Now I have to prove that (1) is not isomorphic to (2) ($\Bbb Z\oplus \Bbb Z_2$ is not isomorphic to $\Bbb Z*\Bbb Z_2$).
I'd appreciate any help.
If there's anything wrong with my question please let me know so that I can correct it.
Thanks in advance!
Best Answer
If two spaces are homeomorphic, then their fundamental groups are isomorphic. Conversely, if two spaces have non-isomorphic fundamental groups, then they cannot be homeomorphic to each other. So to prove that two spaces are not homeomorphic, it's enough to show that their fundamental groups are not isomorphic to each other.

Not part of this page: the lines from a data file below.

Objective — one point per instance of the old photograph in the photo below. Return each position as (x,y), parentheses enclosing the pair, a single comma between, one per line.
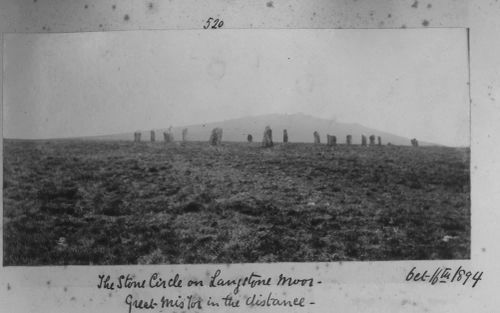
(236,146)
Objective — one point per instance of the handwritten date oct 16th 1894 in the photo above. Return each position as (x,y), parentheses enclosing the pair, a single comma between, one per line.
(445,275)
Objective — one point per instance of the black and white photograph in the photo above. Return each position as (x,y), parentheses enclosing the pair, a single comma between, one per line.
(236,146)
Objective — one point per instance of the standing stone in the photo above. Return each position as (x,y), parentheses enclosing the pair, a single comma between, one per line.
(348,140)
(216,136)
(285,136)
(331,140)
(372,140)
(363,140)
(137,136)
(184,134)
(167,137)
(316,137)
(267,140)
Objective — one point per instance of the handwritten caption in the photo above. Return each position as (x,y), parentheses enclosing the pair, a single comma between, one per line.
(233,298)
(444,275)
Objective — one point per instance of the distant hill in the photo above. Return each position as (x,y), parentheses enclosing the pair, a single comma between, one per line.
(300,128)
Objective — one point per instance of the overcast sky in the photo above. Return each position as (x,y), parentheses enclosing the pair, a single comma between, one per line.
(411,82)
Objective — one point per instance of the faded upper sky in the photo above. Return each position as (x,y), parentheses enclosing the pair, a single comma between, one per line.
(410,82)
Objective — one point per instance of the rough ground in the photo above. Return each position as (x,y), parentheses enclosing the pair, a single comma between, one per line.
(91,202)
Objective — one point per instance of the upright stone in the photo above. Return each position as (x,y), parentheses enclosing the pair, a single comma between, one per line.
(331,140)
(267,140)
(316,137)
(363,140)
(216,136)
(372,140)
(137,137)
(184,134)
(167,137)
(348,140)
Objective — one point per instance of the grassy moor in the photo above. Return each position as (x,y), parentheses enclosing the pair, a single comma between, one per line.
(120,202)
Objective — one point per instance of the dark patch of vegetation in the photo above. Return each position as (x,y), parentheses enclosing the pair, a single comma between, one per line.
(95,202)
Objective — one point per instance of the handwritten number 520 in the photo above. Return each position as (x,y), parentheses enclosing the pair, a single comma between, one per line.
(213,23)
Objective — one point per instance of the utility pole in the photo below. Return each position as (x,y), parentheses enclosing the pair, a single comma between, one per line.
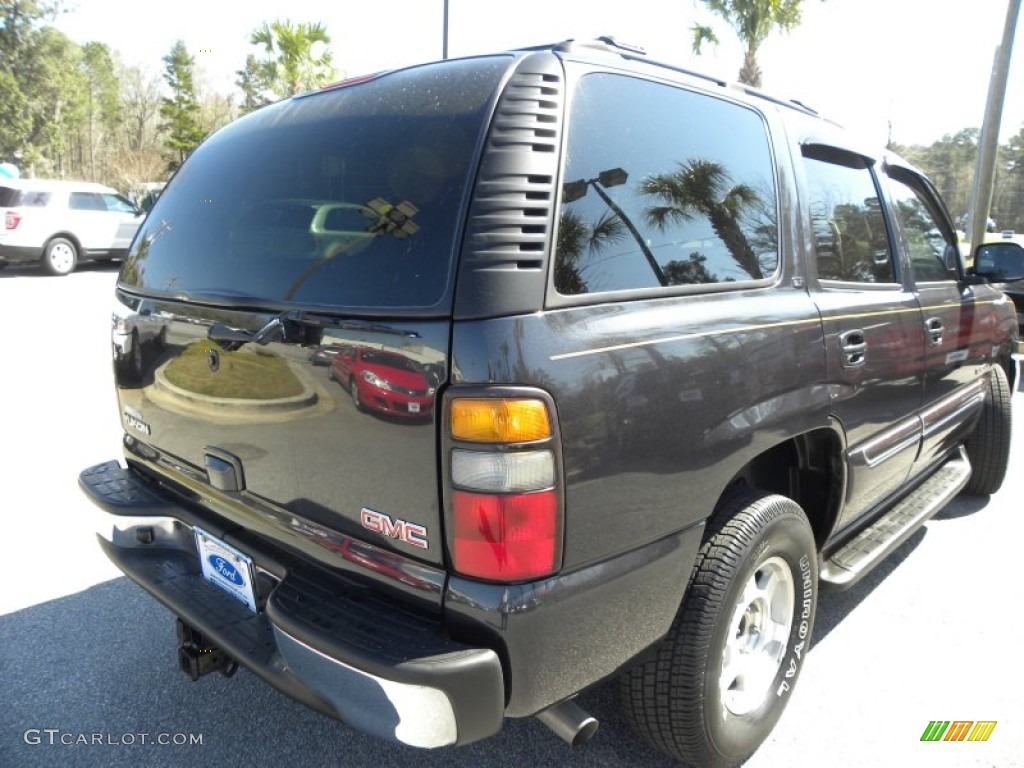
(444,36)
(984,175)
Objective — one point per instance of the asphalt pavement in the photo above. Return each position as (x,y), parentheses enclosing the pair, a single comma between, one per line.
(87,660)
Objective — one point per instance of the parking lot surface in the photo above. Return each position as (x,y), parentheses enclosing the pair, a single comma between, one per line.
(87,659)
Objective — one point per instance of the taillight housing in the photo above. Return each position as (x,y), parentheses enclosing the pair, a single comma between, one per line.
(503,483)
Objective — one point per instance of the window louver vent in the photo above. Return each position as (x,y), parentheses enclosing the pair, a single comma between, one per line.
(507,239)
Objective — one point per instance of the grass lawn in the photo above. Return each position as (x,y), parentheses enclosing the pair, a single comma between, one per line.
(247,374)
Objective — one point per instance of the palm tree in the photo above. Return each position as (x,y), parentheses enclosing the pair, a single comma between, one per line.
(753,20)
(297,56)
(576,237)
(700,187)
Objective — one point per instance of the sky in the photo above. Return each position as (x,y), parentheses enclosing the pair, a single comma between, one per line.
(904,70)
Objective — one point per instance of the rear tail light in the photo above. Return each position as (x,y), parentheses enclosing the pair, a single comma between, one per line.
(505,496)
(505,538)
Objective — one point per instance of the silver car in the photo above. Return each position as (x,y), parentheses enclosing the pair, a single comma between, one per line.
(57,223)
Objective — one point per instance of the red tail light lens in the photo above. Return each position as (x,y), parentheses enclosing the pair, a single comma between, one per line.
(505,538)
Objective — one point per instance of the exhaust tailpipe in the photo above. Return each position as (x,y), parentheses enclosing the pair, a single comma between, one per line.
(569,722)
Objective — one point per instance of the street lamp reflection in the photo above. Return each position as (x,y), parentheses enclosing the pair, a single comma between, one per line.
(573,190)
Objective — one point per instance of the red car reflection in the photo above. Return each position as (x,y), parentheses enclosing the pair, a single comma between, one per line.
(385,382)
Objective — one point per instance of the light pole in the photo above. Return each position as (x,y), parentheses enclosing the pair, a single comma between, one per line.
(444,34)
(572,190)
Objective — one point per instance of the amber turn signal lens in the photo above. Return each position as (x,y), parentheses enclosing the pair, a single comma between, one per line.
(500,420)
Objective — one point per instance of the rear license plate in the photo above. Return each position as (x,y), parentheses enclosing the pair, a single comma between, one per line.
(226,567)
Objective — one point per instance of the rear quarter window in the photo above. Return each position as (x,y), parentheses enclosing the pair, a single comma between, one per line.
(348,198)
(663,187)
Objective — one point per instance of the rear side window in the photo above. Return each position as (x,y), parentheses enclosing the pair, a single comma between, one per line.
(923,235)
(663,187)
(117,203)
(851,242)
(346,198)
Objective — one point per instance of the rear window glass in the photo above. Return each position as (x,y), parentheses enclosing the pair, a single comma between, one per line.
(347,198)
(664,187)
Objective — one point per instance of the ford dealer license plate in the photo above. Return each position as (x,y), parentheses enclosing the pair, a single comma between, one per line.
(226,567)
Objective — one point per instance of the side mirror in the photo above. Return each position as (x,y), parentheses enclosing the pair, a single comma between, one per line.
(999,262)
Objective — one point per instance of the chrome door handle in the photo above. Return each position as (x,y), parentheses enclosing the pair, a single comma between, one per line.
(854,348)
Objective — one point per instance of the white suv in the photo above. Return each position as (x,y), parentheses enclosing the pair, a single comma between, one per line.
(59,222)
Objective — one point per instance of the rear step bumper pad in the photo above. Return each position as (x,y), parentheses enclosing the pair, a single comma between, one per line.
(335,646)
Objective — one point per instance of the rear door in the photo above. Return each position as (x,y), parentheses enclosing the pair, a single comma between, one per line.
(89,220)
(875,338)
(233,261)
(125,217)
(956,316)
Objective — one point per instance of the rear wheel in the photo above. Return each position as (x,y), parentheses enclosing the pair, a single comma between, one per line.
(722,677)
(59,256)
(988,445)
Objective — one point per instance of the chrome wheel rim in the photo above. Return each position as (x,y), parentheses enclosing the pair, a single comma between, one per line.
(61,257)
(759,632)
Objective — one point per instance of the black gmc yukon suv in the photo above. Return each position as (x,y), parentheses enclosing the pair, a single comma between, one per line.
(450,391)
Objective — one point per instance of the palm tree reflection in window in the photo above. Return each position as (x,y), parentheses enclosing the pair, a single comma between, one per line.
(576,237)
(742,219)
(700,188)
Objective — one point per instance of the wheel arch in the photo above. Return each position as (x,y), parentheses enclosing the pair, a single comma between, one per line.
(66,236)
(807,468)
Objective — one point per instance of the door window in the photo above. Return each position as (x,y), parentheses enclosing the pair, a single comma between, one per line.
(851,243)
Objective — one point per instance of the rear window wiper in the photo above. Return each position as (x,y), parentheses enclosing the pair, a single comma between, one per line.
(290,326)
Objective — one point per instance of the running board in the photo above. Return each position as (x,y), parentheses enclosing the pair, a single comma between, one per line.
(847,565)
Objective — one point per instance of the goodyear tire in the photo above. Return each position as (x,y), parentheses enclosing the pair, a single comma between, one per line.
(988,445)
(59,256)
(719,681)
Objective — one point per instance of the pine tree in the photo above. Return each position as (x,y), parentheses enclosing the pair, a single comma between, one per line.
(180,112)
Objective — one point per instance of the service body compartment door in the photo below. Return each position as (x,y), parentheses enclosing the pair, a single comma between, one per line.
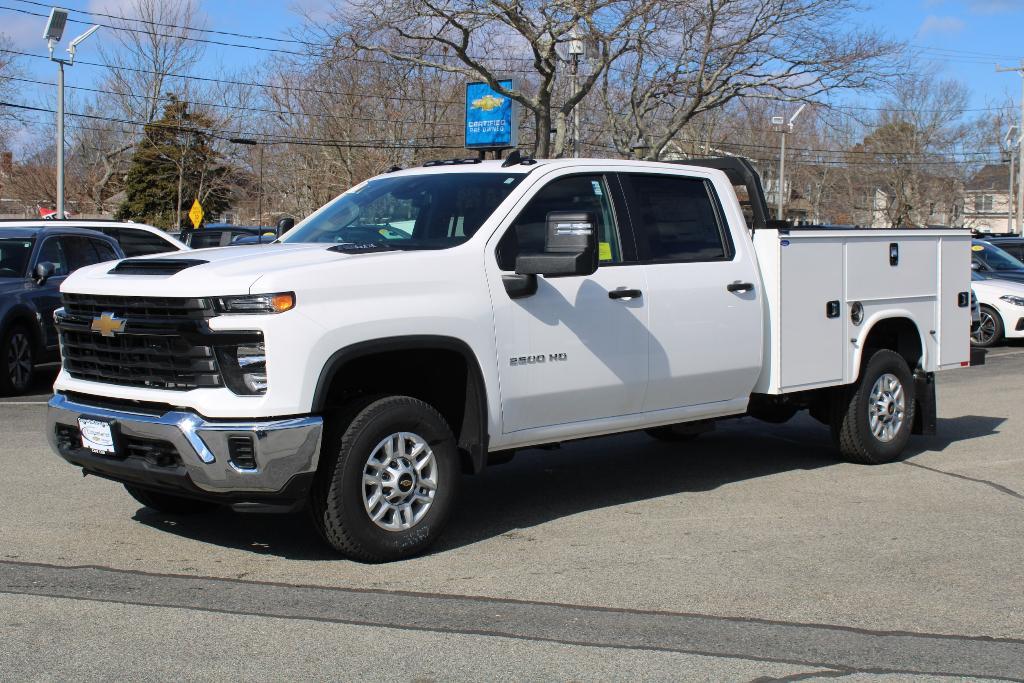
(954,321)
(812,338)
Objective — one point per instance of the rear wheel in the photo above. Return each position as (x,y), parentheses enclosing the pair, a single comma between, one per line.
(872,423)
(389,479)
(989,332)
(16,360)
(174,505)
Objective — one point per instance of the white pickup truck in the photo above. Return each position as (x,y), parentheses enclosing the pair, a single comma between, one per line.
(431,321)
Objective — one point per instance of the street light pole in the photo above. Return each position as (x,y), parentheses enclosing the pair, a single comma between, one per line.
(1020,150)
(781,157)
(251,142)
(52,35)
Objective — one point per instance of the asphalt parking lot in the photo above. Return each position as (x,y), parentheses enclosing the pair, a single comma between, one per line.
(750,554)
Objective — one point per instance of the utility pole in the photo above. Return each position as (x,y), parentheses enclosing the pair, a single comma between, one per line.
(777,121)
(52,35)
(1020,148)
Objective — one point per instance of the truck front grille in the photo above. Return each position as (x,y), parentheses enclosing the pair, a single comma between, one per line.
(164,343)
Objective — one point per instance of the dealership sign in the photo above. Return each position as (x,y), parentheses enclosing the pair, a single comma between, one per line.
(491,118)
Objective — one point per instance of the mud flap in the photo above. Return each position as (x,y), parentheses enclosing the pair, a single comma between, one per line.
(925,417)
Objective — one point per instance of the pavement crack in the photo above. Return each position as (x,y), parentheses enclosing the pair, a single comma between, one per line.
(803,676)
(997,486)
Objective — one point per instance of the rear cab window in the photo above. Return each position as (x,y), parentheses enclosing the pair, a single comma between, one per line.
(677,218)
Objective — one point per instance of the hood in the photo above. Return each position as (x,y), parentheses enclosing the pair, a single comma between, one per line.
(1006,275)
(223,270)
(996,288)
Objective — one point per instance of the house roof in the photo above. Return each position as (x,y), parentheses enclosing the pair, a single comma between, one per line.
(994,177)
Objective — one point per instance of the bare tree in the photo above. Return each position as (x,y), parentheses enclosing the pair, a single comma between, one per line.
(918,153)
(488,41)
(705,53)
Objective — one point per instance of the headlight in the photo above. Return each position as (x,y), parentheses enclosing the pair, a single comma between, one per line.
(244,368)
(256,303)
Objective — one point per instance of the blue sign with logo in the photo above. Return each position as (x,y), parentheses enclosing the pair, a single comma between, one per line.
(491,120)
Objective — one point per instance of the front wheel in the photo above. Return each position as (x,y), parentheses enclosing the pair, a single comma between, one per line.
(872,424)
(989,332)
(389,479)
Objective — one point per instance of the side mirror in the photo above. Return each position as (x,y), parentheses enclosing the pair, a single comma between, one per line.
(284,225)
(43,271)
(569,247)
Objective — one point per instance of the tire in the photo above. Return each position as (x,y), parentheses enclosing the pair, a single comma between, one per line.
(17,360)
(872,423)
(166,503)
(990,331)
(375,500)
(670,435)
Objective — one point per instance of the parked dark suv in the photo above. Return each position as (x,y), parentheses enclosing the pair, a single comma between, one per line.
(33,263)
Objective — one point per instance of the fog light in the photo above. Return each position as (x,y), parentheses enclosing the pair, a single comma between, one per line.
(252,363)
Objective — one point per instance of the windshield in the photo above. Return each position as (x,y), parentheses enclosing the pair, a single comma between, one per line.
(435,211)
(995,258)
(14,254)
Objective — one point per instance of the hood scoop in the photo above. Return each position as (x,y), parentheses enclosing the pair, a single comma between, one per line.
(154,266)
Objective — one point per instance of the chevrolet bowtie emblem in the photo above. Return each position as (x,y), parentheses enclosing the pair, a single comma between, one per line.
(108,325)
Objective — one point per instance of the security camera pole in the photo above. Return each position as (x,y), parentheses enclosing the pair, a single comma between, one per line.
(1011,217)
(52,35)
(777,121)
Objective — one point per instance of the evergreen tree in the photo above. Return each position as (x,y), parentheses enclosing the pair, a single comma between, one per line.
(173,165)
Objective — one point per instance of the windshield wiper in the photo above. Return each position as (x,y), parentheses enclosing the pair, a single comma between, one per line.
(360,248)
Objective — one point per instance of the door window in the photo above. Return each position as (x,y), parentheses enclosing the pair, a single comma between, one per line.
(676,219)
(53,252)
(577,193)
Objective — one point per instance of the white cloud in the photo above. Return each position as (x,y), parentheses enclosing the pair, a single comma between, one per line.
(995,6)
(940,25)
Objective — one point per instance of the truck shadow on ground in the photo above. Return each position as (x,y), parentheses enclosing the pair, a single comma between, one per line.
(543,485)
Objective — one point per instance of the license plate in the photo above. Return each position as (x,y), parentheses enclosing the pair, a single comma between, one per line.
(96,435)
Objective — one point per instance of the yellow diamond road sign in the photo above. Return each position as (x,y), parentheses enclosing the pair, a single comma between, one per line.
(196,214)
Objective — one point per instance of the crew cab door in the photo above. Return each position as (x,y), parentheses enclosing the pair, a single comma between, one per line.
(577,348)
(702,292)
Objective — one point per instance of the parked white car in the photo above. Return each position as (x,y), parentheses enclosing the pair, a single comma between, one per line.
(134,239)
(1001,310)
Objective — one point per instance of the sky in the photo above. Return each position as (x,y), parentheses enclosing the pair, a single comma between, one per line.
(966,38)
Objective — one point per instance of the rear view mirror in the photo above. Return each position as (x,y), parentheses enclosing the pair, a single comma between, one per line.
(285,224)
(43,271)
(569,247)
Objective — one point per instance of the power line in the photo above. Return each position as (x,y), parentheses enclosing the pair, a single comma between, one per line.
(250,84)
(223,134)
(231,107)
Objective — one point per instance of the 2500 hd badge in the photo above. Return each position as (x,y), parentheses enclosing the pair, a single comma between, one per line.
(538,359)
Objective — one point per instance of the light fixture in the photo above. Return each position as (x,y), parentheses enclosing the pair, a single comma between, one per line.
(54,26)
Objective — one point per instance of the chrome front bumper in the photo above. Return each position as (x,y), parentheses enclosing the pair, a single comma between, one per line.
(195,454)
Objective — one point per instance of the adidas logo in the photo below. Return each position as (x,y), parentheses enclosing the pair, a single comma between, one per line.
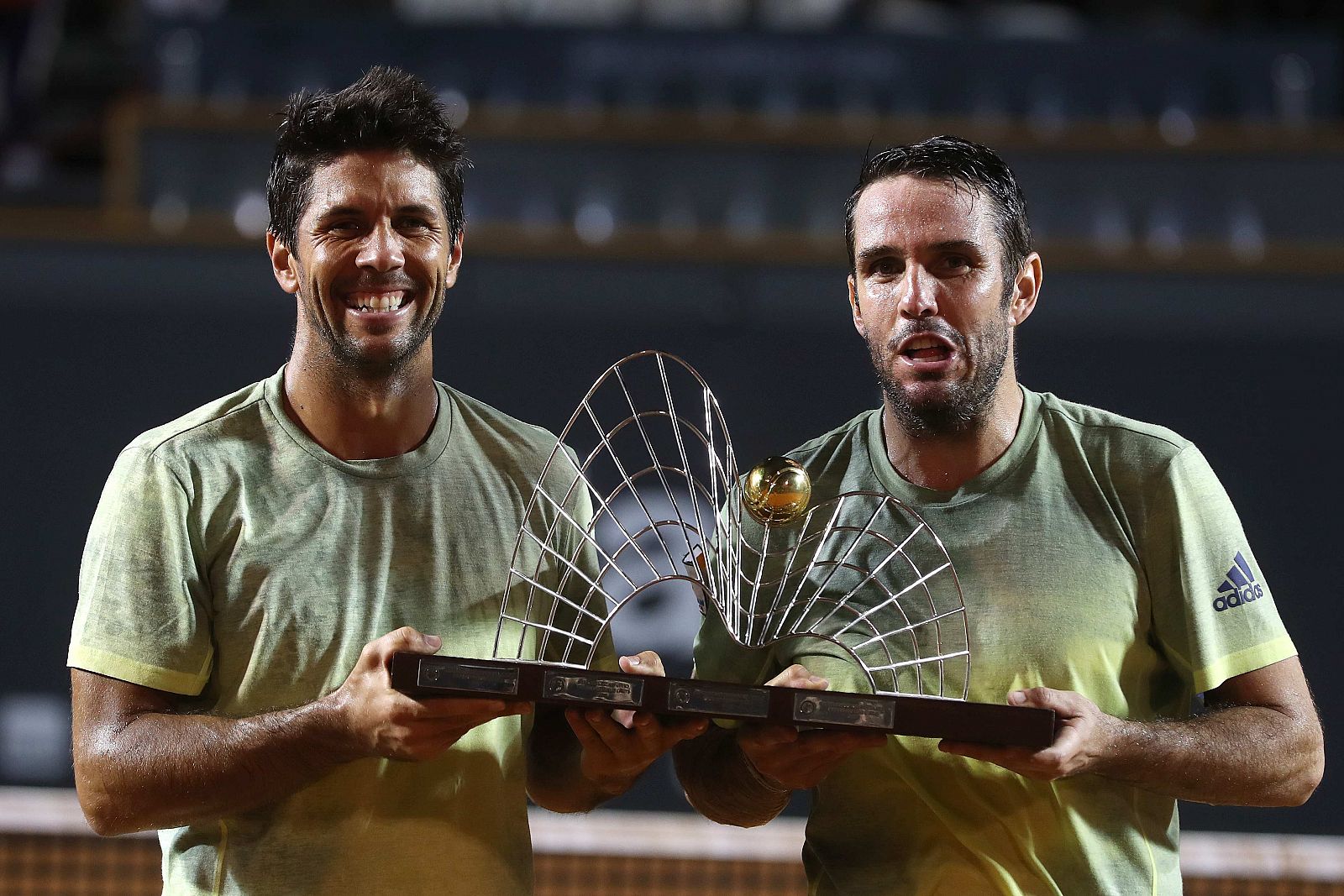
(1238,587)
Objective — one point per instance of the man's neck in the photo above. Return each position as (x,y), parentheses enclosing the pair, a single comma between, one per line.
(362,417)
(948,461)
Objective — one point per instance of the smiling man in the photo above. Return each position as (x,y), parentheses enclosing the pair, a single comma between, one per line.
(1097,555)
(253,564)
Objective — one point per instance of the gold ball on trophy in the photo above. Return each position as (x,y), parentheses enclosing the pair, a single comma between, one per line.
(776,490)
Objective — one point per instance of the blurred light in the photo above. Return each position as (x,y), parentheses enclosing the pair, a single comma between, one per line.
(34,738)
(1176,127)
(22,167)
(252,215)
(179,65)
(1294,83)
(858,110)
(595,222)
(988,107)
(1047,114)
(714,107)
(1247,234)
(168,214)
(1166,237)
(456,105)
(780,107)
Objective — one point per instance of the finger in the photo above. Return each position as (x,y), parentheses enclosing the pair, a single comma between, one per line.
(679,730)
(1065,703)
(586,734)
(645,663)
(612,734)
(405,640)
(797,676)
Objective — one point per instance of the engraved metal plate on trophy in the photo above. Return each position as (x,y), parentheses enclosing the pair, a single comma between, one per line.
(858,573)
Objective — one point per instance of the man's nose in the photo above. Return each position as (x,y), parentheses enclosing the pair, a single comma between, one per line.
(382,249)
(920,293)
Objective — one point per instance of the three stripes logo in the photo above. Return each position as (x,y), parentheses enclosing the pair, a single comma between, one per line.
(1238,587)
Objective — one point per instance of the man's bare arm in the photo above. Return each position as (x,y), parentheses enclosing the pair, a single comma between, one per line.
(1258,745)
(143,765)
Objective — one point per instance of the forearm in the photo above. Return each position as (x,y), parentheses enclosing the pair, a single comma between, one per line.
(1236,755)
(721,783)
(165,770)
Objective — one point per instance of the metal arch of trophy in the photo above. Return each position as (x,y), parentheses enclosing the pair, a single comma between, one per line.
(860,573)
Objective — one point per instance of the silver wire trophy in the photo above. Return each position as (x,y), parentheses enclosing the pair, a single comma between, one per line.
(860,574)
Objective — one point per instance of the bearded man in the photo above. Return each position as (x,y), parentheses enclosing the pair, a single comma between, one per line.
(253,566)
(1092,550)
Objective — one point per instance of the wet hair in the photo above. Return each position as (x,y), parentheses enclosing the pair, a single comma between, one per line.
(387,109)
(964,164)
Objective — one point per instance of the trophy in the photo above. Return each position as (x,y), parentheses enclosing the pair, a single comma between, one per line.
(859,574)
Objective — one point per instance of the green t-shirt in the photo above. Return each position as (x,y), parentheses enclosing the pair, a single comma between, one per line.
(1097,555)
(235,562)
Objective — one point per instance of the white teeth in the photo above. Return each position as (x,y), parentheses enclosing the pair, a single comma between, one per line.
(378,301)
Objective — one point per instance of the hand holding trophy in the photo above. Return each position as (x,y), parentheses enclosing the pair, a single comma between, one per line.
(859,570)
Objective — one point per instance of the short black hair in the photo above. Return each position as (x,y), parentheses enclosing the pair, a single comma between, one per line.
(965,164)
(386,109)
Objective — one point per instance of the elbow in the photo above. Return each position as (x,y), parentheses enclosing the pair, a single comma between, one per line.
(101,812)
(1299,786)
(107,810)
(1305,782)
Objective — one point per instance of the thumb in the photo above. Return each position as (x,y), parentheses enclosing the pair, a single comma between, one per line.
(410,640)
(645,663)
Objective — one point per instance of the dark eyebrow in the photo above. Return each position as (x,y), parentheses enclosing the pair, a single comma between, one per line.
(958,244)
(417,208)
(410,208)
(877,251)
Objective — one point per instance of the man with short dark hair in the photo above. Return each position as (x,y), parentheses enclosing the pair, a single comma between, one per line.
(1095,553)
(253,566)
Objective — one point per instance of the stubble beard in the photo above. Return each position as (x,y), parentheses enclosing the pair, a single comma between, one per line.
(346,354)
(963,405)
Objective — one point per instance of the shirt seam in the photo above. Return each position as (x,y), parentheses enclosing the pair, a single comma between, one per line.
(1115,425)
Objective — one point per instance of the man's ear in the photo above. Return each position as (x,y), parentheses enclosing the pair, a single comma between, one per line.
(1026,289)
(853,309)
(282,264)
(454,258)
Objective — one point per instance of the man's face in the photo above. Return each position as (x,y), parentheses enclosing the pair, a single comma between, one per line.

Assume $G$ is a non-abelian group and $H$ is an abelian group. Assume $f:G \to H$ were an isomorphism. Choose $x, y \in G$ such that $xy \neq yx$. Then because $f$ is a homomorphism, $f(xy)=f(x)f(y)$. Since $H$ is abelian, $f(x)f(y)=f(y)f(x)=f(yx)$. And because $f$ is an isomorphism, $f(xy)=f(yx) \Rightarrow xy=yx$, contradicting our assumption that $xy \neq yx$. Thus, no such isomorphism $f$ can exist.